The "critique" in the linked slide show seems to represent an apparent discrepancy: a significant correlation between FICO and OtE (evidently a measure of "openness") while there is no significant relation between OtE and FICO in the multiple regression model. These findings are in the context of the authors having hypothesized a relation between FICO and E (a measure of "extraversion") that was not supported by the multiple regression. They did not hypothesize a relation of OtE to FICO.
The absolute values of the coefficients aren't the important issue in these significance tests. A correlation coefficient is restricted to the range [-1,1]; the observed correlation coefficient of -0.17 between OtE and FICO would be significantly different from zero, given the number of cases, if those variables had a joint normal distribution. So that's considered "significant."
The $\beta$ coefficients have no such restriction so that their magnitudes depend on the measurement scales. For example, a car with a certain fuel efficiency will have different values depending on whether you express that efficiency as miles per gallon, kilometers per liter, etc. What's important in evaluating significance of a regression coefficient is the ratio of the coefficient to its estimated standard error; in the ratio the measurement scale cancels out. Table 2 of the paper (not in the slideshow) reports that the standard error of the -11.79 E regression coefficient was 11.69, and for the -28.2656 OtE regression coefficient was 16.91. Neither coefficient reached the ratio of about 2 between coefficient and standard error needed to reach statistical significance.
So how to deal with the apparent discrepancy between a "significant" correlation between FICO and OtE and a "non-significant" coefficient in multiple regression? This is explained as follows. A correlation coefficient just looks at two variables. A regression coefficient looks at the relation of a predictor variable to the outcome variable when all the other variables are taken into account. The reason the authors did a multiple regression was because they has some hypotheses to test about relations of certain variables to FICO, and knew that they had to take the effects of other variables into account to try to isolate the relations they were testing.
A potential problem with the paper is that OtE and E are significantly correlated with each other ($r = 0.27$ from Table 1, in slide show), and both have nominally negative correlations with FICO. The point of "taking other variables into account" is to try to correct for correlations between variables that are measuring different things. But if both OtE and E are related to some deeper personality characteristic, then they might be two ways of measuring the same thing and this multiple regression could end up as a type of over-correction. The multiple regression perhaps couldn't determine which of these 2 variables to credit with the relation to FICO, so that both multiple regression coefficients ended up with standard errors too large to be considered significant. When predictor variables are correlated this can even lead to changes in the signs of coefficients between single comparisons and multiple regression.

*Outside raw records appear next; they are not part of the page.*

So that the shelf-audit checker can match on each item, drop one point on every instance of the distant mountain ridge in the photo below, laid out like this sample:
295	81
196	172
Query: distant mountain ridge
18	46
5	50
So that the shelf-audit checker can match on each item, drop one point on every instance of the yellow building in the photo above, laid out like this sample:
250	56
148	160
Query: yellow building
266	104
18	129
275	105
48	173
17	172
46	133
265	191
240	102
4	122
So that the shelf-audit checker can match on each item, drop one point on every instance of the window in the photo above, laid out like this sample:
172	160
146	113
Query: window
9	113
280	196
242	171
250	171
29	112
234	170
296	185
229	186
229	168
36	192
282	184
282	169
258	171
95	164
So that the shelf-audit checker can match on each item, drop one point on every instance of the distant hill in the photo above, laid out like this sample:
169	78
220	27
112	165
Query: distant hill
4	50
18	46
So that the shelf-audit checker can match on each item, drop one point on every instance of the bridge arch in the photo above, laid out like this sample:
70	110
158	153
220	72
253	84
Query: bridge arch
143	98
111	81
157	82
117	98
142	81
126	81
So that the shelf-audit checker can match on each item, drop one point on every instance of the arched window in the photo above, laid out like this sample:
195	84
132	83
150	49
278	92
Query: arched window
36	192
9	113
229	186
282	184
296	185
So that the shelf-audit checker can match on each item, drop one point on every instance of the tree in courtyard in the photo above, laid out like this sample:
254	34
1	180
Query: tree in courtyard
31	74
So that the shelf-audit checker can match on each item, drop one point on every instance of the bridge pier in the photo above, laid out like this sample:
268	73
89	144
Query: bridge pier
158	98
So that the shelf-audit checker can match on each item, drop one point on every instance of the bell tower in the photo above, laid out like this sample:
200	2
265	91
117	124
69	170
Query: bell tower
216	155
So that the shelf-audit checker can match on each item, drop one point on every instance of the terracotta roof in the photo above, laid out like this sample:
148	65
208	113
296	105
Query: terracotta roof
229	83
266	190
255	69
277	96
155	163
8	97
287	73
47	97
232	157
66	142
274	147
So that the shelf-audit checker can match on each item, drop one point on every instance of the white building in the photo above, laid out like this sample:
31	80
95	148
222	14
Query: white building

So at a superficial level the authors did nothing wrong. These coefficients were not "statistically significant" in the multiple regression. There is a good chance, however, that had they approached this problem in a more sophisticated way they might have found different results. Trying to examine that many variables (11) with so few cases (142) can lead to problems, which the authors did not seem to address. There can be better ways to deal with these issues, such as principal components regression, ridge regression, and LASSO, which the authors evidently did not explore.